Für Hybride Lehre nehmen Studierende zur gleichen Zeit mit der/dem Lehrenden am Unterricht teil, teils am gleichen Ort, teils von verschiedenen Orten online zugeschaltet, sodass zeitgleich sowohl in Präsenz als auch in einer digitalen Umgebung gelehrt wird (Reinmann, 2021). Im englischsprachigen Raum werden dafür die Begriff blended synchronous (Arbeitsgruppe um Bower et al., 2014; Irvine, 2020) oder Here-or-There-Instruction (McKimmy & Schmidt, 2014; Arbeitsgruppe um Zydney et al., 2020) verwendet. Es geht also um die Synchronizität physischer und digitaler Präsenz.

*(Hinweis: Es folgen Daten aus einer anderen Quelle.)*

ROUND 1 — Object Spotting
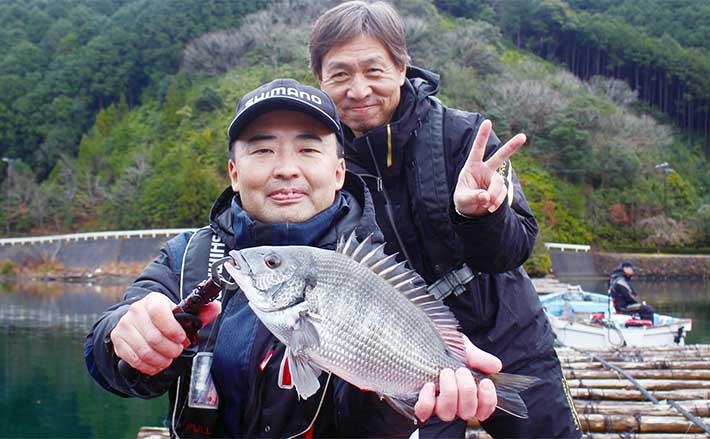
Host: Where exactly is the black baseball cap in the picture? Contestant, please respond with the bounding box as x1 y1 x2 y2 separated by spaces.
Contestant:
227 78 343 147
621 261 637 269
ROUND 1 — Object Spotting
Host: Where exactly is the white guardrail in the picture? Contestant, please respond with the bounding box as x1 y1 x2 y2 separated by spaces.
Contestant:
0 228 198 246
544 242 591 252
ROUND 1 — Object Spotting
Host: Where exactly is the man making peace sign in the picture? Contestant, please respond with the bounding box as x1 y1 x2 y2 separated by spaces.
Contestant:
310 2 581 438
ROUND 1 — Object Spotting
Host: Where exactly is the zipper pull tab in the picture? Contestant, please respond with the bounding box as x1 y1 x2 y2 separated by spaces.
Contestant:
376 177 383 192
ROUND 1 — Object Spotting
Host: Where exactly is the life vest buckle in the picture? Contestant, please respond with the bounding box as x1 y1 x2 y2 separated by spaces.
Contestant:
427 263 476 301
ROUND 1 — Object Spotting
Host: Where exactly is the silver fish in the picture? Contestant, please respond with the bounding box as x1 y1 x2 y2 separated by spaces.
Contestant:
223 234 539 421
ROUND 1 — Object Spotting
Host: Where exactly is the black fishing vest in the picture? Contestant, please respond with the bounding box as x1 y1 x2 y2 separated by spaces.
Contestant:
169 226 228 439
347 97 472 295
405 96 464 275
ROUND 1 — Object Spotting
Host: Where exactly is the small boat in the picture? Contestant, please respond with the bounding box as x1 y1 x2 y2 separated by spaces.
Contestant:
539 288 692 349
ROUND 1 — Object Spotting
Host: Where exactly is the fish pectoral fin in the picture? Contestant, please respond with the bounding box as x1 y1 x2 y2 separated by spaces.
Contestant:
286 347 322 400
292 311 320 352
382 394 418 425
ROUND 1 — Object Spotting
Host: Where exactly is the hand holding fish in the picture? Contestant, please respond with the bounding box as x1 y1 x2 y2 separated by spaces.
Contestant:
414 336 501 422
453 119 526 216
110 292 221 376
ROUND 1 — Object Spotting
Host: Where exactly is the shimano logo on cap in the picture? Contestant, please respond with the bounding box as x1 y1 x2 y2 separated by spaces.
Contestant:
244 87 323 108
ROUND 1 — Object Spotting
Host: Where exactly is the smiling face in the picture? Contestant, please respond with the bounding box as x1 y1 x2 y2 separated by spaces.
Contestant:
318 34 407 137
229 110 346 223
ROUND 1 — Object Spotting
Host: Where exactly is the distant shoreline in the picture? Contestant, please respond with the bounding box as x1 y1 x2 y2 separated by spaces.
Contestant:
2 233 708 282
2 251 708 284
591 251 710 279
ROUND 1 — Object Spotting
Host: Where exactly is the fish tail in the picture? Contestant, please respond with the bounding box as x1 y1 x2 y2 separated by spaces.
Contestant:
487 372 541 419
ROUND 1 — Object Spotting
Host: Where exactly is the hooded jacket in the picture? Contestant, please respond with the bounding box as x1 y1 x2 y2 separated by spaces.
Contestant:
84 173 414 438
609 265 639 312
343 66 548 367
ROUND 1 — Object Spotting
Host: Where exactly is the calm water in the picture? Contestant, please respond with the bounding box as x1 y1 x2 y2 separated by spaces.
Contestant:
1 277 708 438
0 281 166 439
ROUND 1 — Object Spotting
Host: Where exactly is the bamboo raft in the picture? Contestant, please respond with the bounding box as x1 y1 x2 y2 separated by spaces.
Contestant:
469 344 710 438
137 344 710 438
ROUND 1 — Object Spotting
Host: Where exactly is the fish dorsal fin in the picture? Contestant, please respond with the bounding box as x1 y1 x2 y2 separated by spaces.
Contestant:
336 232 466 362
400 284 466 362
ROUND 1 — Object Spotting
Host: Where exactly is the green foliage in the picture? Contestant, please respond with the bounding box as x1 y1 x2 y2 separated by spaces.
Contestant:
138 145 221 227
0 0 269 178
516 155 592 245
0 0 707 259
0 261 15 275
689 204 710 246
193 88 224 113
524 239 552 277
566 0 710 51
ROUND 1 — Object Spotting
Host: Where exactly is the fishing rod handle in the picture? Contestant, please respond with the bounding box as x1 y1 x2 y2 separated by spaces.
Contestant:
117 279 223 381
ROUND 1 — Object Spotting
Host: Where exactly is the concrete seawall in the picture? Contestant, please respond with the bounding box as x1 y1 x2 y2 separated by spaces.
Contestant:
549 249 710 279
3 233 708 279
0 234 179 270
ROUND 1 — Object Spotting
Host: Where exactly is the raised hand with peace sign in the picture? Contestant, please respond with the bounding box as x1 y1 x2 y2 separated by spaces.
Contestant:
453 120 527 218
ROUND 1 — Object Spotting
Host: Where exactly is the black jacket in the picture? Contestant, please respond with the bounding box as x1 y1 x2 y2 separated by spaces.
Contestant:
609 268 639 311
84 173 415 438
343 66 548 367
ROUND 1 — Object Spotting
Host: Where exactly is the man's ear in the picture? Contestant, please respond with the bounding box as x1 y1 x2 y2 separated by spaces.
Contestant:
335 158 346 190
397 64 407 87
317 72 324 87
228 159 240 192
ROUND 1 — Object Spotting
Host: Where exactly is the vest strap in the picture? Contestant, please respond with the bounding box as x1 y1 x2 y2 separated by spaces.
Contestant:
427 263 476 301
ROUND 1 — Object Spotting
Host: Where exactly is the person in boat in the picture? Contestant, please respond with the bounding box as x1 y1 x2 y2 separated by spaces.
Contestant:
609 262 655 322
84 78 501 438
309 1 581 438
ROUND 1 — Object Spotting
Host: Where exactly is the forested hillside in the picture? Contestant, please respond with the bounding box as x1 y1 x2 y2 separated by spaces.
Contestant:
1 0 708 272
438 0 710 151
0 0 267 178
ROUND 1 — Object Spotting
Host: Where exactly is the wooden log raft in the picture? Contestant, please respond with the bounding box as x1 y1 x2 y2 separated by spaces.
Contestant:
557 348 710 364
469 345 710 437
575 400 710 417
579 435 710 439
565 369 710 380
570 387 710 401
465 431 710 439
559 361 710 370
577 413 709 433
567 379 710 390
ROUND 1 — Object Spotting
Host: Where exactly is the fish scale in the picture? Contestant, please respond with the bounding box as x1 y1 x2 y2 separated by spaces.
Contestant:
225 234 541 420
303 249 457 396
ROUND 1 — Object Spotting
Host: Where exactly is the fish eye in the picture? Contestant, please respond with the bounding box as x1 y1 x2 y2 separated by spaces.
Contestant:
264 254 281 269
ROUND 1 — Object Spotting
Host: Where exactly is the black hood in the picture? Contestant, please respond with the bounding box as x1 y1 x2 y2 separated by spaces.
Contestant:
610 262 635 280
406 65 440 101
344 65 440 176
207 171 382 251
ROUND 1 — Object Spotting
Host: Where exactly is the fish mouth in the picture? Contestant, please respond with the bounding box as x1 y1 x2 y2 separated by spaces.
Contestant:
228 250 248 272
224 251 252 287
224 250 301 313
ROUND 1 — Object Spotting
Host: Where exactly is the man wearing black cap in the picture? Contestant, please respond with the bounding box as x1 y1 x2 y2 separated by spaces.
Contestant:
609 262 655 321
85 78 500 438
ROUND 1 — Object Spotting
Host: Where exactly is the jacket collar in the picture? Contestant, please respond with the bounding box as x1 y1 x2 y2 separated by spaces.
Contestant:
229 193 347 249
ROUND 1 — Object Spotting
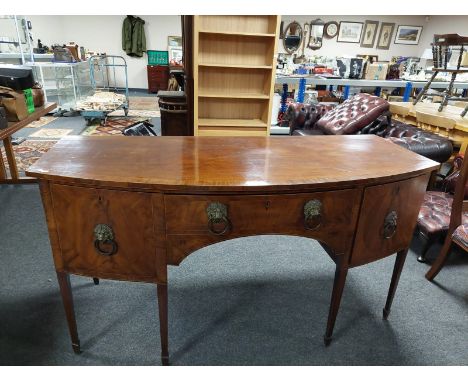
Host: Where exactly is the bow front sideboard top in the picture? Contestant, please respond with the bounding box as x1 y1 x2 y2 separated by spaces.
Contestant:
26 135 439 365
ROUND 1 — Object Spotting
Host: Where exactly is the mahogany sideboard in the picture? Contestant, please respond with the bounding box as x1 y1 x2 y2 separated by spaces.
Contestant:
26 135 438 365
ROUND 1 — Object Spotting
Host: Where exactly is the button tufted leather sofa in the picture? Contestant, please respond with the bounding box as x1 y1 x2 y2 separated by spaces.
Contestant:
288 93 453 163
315 93 390 135
376 121 453 164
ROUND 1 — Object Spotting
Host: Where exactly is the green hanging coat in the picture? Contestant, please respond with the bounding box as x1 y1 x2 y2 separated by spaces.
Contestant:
122 16 146 58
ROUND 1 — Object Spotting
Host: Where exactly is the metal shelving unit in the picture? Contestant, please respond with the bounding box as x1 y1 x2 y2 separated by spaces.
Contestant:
0 15 34 65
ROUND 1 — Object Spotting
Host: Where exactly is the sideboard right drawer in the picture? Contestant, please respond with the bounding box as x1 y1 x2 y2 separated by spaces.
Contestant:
350 174 430 267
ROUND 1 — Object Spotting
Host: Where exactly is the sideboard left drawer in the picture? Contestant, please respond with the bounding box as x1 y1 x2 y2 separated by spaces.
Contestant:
50 184 157 281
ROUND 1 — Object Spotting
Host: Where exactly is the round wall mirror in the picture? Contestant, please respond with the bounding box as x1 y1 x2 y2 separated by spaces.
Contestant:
283 21 303 54
308 19 325 50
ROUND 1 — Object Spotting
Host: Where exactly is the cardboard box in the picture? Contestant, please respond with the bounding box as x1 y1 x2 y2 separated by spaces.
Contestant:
365 63 389 80
0 87 28 122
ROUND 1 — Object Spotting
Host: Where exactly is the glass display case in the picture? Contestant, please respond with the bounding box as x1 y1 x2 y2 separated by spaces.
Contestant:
29 58 108 110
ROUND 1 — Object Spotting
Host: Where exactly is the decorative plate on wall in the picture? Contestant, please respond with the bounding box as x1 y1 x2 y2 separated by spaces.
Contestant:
324 22 339 38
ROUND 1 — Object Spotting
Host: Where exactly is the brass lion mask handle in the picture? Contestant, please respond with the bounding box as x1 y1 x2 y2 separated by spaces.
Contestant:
94 224 118 256
383 211 398 239
206 202 231 235
304 200 322 230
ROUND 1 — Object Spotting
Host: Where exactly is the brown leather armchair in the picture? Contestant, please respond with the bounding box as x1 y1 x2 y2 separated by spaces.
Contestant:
416 152 468 263
288 93 453 163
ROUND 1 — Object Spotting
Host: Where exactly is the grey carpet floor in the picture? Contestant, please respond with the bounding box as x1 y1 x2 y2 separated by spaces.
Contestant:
0 184 467 366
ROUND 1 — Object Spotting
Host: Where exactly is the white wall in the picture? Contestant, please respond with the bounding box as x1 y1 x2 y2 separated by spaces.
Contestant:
27 15 181 89
418 15 468 50
25 15 468 88
279 15 430 60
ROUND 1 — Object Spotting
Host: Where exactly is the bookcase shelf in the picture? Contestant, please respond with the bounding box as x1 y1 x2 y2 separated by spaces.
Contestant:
198 63 273 69
199 30 276 38
193 15 280 136
198 118 268 128
198 92 270 99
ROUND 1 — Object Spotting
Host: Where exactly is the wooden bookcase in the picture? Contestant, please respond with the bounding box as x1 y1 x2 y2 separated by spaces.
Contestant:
193 16 280 136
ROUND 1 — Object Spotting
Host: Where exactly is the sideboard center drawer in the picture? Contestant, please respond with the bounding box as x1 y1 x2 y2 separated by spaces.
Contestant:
164 190 360 254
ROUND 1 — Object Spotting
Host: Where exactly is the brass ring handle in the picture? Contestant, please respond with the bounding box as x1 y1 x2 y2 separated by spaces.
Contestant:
383 211 398 239
304 199 322 230
93 224 118 256
206 202 231 235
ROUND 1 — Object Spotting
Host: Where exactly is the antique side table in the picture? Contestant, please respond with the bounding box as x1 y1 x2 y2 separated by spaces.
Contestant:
26 135 438 365
0 102 56 183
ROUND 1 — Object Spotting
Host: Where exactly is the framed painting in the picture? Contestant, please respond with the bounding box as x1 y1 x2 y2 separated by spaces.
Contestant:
394 25 423 45
337 21 363 43
376 22 395 50
168 36 182 47
360 20 379 48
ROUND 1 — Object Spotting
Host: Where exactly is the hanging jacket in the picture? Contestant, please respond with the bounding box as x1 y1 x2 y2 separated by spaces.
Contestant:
122 15 146 58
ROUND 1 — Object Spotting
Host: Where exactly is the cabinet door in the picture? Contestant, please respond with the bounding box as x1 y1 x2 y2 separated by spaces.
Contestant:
350 174 430 267
50 184 158 281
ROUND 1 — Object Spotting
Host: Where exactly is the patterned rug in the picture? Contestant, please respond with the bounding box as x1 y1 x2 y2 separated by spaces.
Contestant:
108 109 160 118
1 140 58 173
129 96 159 111
29 128 73 139
25 116 57 128
81 117 149 136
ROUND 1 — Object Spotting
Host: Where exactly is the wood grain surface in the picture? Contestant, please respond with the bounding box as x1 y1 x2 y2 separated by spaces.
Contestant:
350 173 430 267
26 135 439 192
164 189 361 264
49 183 160 282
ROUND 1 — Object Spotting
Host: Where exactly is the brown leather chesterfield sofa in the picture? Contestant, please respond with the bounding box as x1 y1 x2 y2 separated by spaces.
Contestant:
288 93 453 163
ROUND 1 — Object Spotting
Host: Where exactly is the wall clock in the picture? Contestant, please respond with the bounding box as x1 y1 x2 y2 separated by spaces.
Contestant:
324 22 339 38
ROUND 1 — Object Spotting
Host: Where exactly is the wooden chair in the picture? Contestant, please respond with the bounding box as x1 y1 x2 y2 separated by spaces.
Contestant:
425 145 468 280
413 34 468 116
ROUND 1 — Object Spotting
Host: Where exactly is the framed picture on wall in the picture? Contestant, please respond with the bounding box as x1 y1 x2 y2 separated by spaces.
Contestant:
394 25 423 45
337 22 363 43
168 36 182 47
360 20 379 48
376 22 395 50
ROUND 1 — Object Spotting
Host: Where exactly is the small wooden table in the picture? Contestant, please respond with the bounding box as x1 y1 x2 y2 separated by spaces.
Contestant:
389 101 468 153
27 135 438 365
0 102 57 183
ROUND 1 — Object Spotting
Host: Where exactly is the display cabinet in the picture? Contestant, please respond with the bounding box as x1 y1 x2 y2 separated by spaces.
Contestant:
29 59 108 110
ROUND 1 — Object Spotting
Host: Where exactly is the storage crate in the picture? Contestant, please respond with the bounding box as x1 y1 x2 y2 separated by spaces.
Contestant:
147 50 169 66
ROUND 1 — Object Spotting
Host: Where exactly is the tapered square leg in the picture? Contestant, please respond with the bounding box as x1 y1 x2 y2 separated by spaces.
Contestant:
383 249 408 320
56 271 81 354
324 258 348 346
157 283 169 365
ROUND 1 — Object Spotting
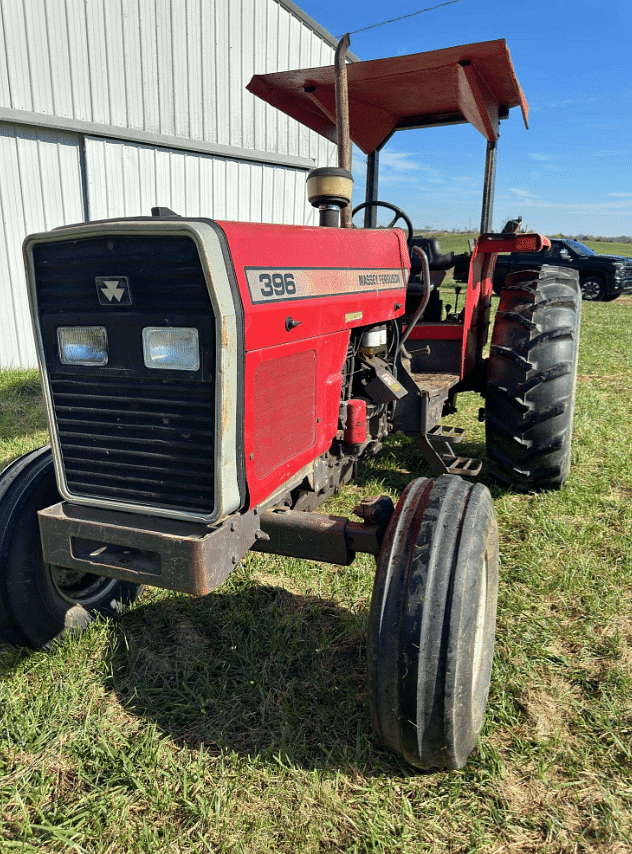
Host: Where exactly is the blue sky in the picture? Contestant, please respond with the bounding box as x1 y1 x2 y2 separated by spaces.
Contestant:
297 0 632 236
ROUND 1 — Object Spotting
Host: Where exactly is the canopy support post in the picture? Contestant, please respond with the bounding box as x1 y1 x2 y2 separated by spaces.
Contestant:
480 138 497 234
364 149 379 228
335 34 353 228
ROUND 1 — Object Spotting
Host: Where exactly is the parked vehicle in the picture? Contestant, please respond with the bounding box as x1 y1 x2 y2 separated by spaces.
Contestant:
455 237 632 301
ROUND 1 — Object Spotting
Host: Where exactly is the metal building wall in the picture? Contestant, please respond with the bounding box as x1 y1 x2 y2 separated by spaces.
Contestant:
84 137 315 225
0 123 85 368
0 0 336 165
0 0 340 368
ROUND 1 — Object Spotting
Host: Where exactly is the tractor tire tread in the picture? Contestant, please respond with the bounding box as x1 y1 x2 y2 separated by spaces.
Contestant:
485 451 562 489
489 345 533 372
486 400 566 437
0 447 53 645
0 447 142 648
494 309 537 331
485 386 529 415
368 475 499 770
519 363 573 393
486 266 580 492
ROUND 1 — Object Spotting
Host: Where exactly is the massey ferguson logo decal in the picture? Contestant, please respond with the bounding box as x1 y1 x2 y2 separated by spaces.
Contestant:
245 267 405 304
95 276 132 305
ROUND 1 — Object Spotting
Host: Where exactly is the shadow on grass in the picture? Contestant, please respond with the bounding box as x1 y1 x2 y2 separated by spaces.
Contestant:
105 584 409 774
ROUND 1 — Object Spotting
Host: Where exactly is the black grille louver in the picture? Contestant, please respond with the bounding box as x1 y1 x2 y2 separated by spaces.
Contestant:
33 234 218 516
34 235 211 313
50 376 215 512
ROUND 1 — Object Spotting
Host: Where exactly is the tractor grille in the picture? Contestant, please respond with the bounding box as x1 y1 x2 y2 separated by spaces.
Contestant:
50 376 215 512
33 234 217 516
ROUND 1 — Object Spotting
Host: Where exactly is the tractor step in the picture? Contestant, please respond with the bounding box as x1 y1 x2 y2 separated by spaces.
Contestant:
444 456 483 477
427 425 465 444
413 430 483 478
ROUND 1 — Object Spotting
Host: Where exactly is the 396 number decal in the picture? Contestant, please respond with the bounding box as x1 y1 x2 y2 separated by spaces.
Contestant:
259 272 296 298
246 266 404 304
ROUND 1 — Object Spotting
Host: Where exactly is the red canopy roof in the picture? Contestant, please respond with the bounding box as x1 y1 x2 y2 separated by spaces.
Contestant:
248 39 528 154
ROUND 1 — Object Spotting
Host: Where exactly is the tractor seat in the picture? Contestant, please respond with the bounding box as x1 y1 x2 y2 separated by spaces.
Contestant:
409 237 455 272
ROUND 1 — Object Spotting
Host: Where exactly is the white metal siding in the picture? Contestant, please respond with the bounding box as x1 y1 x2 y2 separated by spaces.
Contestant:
0 122 85 368
0 0 339 368
83 135 316 225
0 0 337 165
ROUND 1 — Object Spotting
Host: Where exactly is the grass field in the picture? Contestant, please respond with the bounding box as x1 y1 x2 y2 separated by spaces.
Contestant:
1 294 631 852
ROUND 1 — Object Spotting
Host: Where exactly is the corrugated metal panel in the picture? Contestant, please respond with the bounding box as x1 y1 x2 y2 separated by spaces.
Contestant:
0 121 85 368
83 136 316 225
0 0 342 368
0 0 338 164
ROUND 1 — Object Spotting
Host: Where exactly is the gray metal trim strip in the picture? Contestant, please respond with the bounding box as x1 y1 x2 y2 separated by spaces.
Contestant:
274 0 360 60
0 107 314 169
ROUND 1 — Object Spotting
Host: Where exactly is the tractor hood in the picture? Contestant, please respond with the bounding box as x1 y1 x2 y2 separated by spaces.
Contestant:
247 39 529 154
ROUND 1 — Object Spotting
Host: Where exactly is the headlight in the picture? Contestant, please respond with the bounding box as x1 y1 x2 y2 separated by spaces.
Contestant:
142 327 200 371
57 326 108 366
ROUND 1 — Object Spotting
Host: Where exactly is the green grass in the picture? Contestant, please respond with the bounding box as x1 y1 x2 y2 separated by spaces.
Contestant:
1 298 632 852
0 369 49 463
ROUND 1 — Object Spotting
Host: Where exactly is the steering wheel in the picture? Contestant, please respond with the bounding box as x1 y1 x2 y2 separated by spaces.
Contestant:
352 201 414 244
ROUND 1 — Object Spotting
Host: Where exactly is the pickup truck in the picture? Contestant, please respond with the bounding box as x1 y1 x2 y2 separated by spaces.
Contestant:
454 237 632 301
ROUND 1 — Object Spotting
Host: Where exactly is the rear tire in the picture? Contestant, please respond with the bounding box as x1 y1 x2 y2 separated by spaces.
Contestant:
0 447 141 648
367 475 499 770
486 266 581 491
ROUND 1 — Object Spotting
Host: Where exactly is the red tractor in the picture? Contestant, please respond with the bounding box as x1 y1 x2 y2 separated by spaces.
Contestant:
0 39 580 770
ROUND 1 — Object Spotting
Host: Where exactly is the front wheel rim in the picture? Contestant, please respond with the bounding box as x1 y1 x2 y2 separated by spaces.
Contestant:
49 565 118 607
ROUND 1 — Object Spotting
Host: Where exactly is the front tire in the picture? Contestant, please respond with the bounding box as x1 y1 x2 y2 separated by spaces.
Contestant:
367 475 499 770
0 447 141 648
486 266 581 491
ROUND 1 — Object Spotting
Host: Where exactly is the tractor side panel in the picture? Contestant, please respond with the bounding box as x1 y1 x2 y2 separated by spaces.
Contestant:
215 221 409 351
216 221 409 508
244 330 349 507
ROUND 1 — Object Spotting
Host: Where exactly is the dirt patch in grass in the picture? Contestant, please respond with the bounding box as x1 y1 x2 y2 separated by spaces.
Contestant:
576 373 628 390
608 486 632 504
1 742 82 810
498 760 632 852
603 611 632 683
523 672 578 743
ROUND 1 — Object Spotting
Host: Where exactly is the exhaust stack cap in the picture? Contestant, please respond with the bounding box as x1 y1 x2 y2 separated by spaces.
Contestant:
306 167 353 209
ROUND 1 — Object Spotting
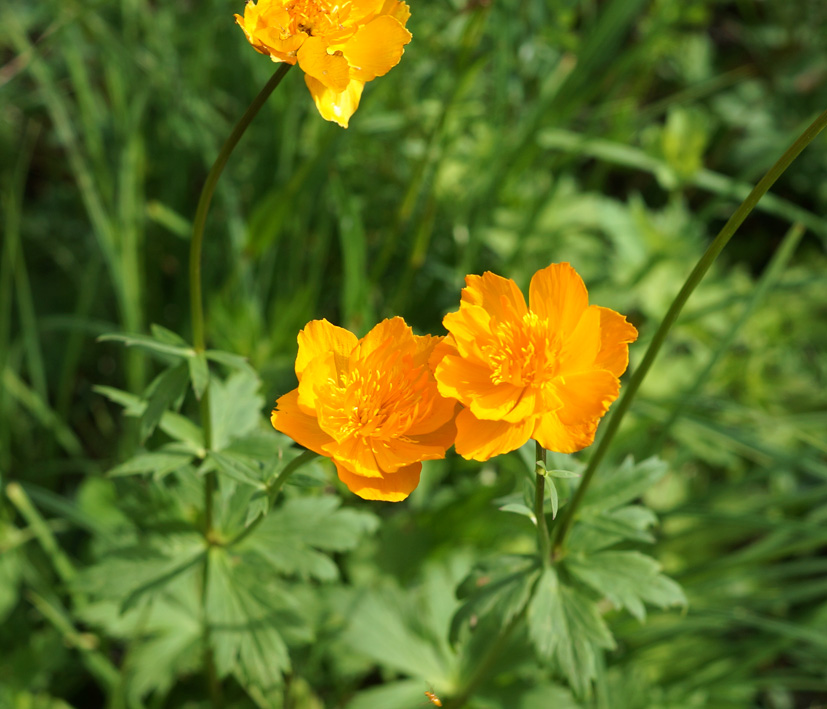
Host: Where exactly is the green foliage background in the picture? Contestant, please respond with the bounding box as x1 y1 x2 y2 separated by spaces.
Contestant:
1 0 827 707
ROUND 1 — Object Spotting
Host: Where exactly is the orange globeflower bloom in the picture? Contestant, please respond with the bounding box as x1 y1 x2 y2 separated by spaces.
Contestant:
431 263 638 461
235 0 412 128
272 318 457 501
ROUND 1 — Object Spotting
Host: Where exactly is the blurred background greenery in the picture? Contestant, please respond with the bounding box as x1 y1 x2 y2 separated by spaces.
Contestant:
1 0 827 707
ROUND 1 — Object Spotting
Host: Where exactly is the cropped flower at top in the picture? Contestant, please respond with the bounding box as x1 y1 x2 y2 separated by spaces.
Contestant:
235 0 412 127
431 263 638 461
272 318 457 501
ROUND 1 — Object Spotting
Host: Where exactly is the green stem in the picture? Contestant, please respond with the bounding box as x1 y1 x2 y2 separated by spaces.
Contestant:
190 64 291 540
189 63 291 353
6 482 75 584
534 441 551 567
229 450 318 548
552 107 827 553
441 608 524 709
188 64 292 707
646 221 805 455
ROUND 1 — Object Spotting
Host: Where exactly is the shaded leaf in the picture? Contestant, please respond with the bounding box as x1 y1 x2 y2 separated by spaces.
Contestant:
580 456 668 516
528 567 615 698
566 550 687 621
187 350 209 400
210 370 265 451
98 331 192 358
107 451 193 480
139 362 189 442
450 557 539 646
208 451 267 490
236 496 378 581
206 549 292 692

Die Umsetzung Hybriden Unterrichts lässt sich in verschiedene Levels unterteilen, welche sich an den verfügbaren technischen und daraus resultierenden Möglichkeiten zur Interaktion orientieren. Dies zeigt, dass didaktische Überlegungen Hybrider Lehre den technischen Möglichkeiten folgend entwickelt werden oder umgekehrt technische Rahmenbedingungen beeinflussen, was didaktisch sinnvoll umgesetzt werden kann. Ein bewusster Entscheid für Hybride Lehre ausserhalb einer coronabedingten Umsetzung verlangt also auch einen bewussten Entscheid für die entsprechende technische Ausstattung.
Analog der Differenzierung des Netzwerks Bildung plus geht das ZLLF von drei verschiedenen Leveln Hybrider Lehre aus:
- Bei hybridem Unterricht auf Level 1 nehmen Remote-Studierende im Sinne eines passiven Streamings z.B. über Zoom am Unterricht teil. Sie hören die/den Dozierende:n, sehen deren Präsentation über einen geteilten Bildschirm, können sich aber ausser über den Chat nicht aktiv in den Unterricht einbringen oder mit anderen Studierenden interagieren.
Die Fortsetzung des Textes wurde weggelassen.